15 Research Lab -Adversarial Safety Evaluation of Frontier AI Systems

John Kearney

Prompt Injection vs Jailbreak: What Is the Difference?

October 20, 202515 Research Lab

prompt-injectionllm-safetymethodology

These two terms get used interchangeably, but they describe different attack types targeting different layers of the stack. Getting the taxonomy right matters for building the correct defenses.

Jailbreaking: Bypassing Model Safety Training

Jailbreaking targets the model itself. During training, LLMs learn to refuse certain requests: generating malware, producing violent content, revealing training data. A jailbreak is any technique that gets the model to produce outputs it was trained to refuse.

Common jailbreak techniques include DAN (Do Anything Now) personas, many-shot prompting where examples gradually normalize restricted content, crescendo attacks that slowly escalate, and encoding tricks that present harmful requests in base64, pig latin, or other transformations.

The key property: jailbreaking is about what the model says. The target is the model's content policy, and success means generating text the model would normally refuse.

Prompt Injection: Hijacking Application Instructions

Prompt injection targets the application layer. Every LLM app has developer-written instructions (system prompts, tool definitions, context). Prompt injection overrides those instructions with attacker-supplied ones.

The key property: prompt injection is about what the model does. In an agentic context, a successful injection causes the agent to take actions the developer did not intend, like calling unauthorized tools, exfiltrating data, or ignoring safety policies.
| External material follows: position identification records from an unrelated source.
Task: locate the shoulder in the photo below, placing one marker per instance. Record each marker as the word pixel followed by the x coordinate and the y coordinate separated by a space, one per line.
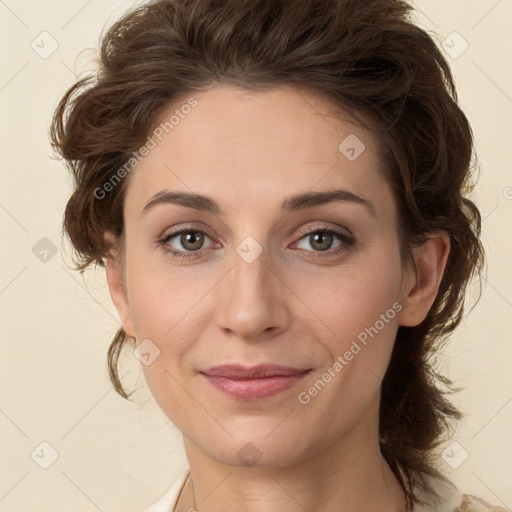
pixel 451 499
pixel 470 503
pixel 168 501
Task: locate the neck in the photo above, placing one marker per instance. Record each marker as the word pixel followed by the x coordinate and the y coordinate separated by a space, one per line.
pixel 349 475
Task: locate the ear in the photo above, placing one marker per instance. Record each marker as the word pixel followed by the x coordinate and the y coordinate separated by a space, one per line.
pixel 117 287
pixel 421 280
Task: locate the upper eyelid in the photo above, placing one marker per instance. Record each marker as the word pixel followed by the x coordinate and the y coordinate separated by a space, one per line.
pixel 302 234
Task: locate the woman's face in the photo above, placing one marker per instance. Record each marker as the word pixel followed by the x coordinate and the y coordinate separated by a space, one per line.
pixel 269 277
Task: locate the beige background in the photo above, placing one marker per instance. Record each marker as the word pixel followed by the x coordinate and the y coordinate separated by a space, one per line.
pixel 116 456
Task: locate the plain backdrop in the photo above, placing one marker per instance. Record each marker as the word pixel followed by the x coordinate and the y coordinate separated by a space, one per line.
pixel 105 453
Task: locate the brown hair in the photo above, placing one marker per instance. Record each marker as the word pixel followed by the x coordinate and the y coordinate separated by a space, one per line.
pixel 368 58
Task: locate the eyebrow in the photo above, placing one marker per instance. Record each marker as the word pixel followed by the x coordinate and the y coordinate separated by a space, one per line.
pixel 297 202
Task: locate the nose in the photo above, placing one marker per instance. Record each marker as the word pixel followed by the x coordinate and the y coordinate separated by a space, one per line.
pixel 252 300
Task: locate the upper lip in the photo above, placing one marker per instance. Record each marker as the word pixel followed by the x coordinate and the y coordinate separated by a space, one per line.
pixel 234 371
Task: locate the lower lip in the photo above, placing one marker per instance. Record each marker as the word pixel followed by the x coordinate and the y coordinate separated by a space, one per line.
pixel 255 389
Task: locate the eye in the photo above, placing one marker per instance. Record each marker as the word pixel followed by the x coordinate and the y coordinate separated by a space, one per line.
pixel 190 240
pixel 320 240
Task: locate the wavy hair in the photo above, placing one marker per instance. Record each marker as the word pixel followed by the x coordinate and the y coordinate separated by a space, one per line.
pixel 368 58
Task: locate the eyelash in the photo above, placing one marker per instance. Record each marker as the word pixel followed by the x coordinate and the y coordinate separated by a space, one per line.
pixel 348 242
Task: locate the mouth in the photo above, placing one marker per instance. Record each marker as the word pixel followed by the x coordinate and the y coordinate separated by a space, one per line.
pixel 256 383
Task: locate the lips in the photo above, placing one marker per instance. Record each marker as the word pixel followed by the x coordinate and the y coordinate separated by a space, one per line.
pixel 253 383
pixel 232 371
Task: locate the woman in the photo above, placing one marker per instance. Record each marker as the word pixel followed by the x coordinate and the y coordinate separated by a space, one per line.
pixel 277 190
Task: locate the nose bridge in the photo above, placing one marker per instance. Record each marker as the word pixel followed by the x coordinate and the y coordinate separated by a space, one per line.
pixel 250 302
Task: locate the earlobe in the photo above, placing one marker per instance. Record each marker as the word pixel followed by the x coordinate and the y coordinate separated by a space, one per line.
pixel 117 289
pixel 422 279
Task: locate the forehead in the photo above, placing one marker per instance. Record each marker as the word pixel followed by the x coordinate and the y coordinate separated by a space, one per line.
pixel 255 146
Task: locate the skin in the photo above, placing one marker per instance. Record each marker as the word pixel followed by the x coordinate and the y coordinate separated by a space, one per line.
pixel 250 151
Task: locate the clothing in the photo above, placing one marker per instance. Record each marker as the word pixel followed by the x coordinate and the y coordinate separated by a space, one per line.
pixel 453 499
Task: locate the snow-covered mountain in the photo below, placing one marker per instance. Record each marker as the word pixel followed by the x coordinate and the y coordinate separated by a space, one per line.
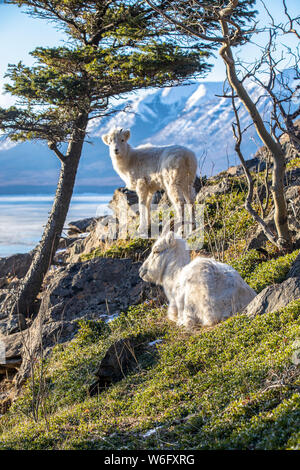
pixel 193 115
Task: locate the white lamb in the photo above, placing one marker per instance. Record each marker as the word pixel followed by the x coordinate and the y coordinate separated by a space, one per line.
pixel 147 169
pixel 202 291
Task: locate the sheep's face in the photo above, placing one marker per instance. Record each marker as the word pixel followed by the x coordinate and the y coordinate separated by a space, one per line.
pixel 117 142
pixel 153 268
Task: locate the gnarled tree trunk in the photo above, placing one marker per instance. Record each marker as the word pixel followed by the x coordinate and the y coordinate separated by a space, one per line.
pixel 23 301
pixel 280 214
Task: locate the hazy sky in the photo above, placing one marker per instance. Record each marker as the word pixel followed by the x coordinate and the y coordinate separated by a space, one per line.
pixel 20 34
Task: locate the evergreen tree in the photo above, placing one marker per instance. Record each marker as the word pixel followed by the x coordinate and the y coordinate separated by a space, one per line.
pixel 113 47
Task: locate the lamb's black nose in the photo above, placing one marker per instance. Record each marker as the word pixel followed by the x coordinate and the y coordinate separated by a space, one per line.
pixel 142 271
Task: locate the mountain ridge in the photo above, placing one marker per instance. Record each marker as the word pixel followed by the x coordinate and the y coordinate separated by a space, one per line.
pixel 196 115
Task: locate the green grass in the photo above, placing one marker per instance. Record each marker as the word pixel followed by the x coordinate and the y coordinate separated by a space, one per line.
pixel 137 249
pixel 233 386
pixel 260 274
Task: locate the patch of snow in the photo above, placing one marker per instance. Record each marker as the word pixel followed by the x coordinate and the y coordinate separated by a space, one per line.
pixel 196 97
pixel 151 431
pixel 152 343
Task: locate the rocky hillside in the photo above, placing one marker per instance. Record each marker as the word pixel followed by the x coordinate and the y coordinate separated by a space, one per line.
pixel 116 374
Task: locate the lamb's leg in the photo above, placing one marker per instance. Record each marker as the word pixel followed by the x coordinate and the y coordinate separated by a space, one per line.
pixel 172 312
pixel 177 199
pixel 190 195
pixel 142 192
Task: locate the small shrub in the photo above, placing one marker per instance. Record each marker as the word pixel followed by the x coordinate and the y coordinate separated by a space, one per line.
pixel 271 272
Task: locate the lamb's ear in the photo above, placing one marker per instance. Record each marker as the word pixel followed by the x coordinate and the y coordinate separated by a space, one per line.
pixel 170 239
pixel 126 134
pixel 105 139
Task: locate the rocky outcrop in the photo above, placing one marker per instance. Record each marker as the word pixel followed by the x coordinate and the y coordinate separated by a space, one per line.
pixel 97 289
pixel 275 297
pixel 15 265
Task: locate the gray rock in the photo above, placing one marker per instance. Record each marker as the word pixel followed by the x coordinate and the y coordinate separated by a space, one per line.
pixel 274 297
pixel 83 225
pixel 97 289
pixel 295 269
pixel 15 265
pixel 208 190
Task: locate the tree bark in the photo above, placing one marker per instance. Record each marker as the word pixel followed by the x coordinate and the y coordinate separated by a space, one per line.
pixel 24 299
pixel 280 215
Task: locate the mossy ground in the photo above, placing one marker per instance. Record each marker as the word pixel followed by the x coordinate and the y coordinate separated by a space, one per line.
pixel 233 386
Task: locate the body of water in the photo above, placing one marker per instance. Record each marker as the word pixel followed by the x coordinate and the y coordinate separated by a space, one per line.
pixel 23 218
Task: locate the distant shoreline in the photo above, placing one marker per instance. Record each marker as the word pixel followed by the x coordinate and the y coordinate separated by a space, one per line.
pixel 50 190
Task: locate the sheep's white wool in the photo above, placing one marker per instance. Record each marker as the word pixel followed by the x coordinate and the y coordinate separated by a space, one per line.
pixel 202 291
pixel 147 169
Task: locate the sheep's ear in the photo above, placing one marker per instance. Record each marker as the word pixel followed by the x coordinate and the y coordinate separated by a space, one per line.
pixel 105 139
pixel 170 239
pixel 167 227
pixel 126 134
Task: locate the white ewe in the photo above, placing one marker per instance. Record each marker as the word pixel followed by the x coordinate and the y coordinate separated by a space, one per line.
pixel 147 169
pixel 202 291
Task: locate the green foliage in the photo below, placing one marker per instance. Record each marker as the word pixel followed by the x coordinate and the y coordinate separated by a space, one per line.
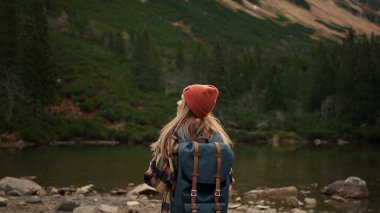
pixel 146 67
pixel 301 3
pixel 38 74
pixel 272 79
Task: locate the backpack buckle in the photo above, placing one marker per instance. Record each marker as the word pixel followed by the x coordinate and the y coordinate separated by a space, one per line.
pixel 217 192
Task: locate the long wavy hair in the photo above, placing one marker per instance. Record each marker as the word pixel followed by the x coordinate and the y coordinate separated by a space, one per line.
pixel 190 127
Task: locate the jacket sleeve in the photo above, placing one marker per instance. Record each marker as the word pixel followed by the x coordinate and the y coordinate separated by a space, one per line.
pixel 158 173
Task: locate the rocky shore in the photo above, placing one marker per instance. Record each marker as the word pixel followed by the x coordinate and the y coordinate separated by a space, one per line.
pixel 22 195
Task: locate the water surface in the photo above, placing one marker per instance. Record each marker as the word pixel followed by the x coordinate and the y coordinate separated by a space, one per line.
pixel 255 166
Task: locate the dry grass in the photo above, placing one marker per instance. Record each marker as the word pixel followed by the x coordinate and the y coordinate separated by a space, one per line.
pixel 186 29
pixel 326 10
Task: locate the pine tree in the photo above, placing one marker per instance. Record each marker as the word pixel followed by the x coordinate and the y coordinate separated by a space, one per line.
pixel 200 64
pixel 38 75
pixel 10 86
pixel 180 58
pixel 217 74
pixel 323 78
pixel 147 65
pixel 274 97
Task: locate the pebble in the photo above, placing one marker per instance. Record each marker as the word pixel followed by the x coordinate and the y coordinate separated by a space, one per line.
pixel 67 206
pixel 310 202
pixel 56 196
pixel 21 203
pixel 33 200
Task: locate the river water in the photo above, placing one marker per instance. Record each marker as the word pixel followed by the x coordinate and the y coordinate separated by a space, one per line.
pixel 255 166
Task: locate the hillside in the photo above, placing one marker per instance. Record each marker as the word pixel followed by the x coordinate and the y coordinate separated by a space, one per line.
pixel 328 18
pixel 118 67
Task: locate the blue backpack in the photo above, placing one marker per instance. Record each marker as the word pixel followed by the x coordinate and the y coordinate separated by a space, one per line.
pixel 204 176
Why the Distinction Matters

Different attacks need different defenses:

| Aspect | Jailbreak | Prompt Injection | |--------|-----------|------------------| | Target | Model safety training | Application instructions | | Goal | Produce restricted content | Execute unauthorized actions | | Scope | Model-level | Application-level | | Defense | RLHF, constitutional AI, output filters | Input scanning, authorization policies, tool controls | | Risk in agents | Medium (bad text output) | Critical (unauthorized actions) |

For AI agents, prompt injection is the higher-priority threat. An agent that generates inappropriate text is a reputational problem. An agent that executes unauthorized database queries because of an injected instruction is a security incident.

Overlap Cases

Some attacks combine both. An attacker might jailbreak the model's safety guardrails first, then inject instructions to abuse tool access. Multi-turn attacks often follow this pattern: early turns erode the model's safety posture, and later turns inject specific action commands.

This is why defense needs to operate at multiple layers. Model-level training resists jailbreaks. Application-level policy engines like Authensor resist prompt injection by controlling what actions the agent is allowed to take, regardless of what the model has been convinced to do.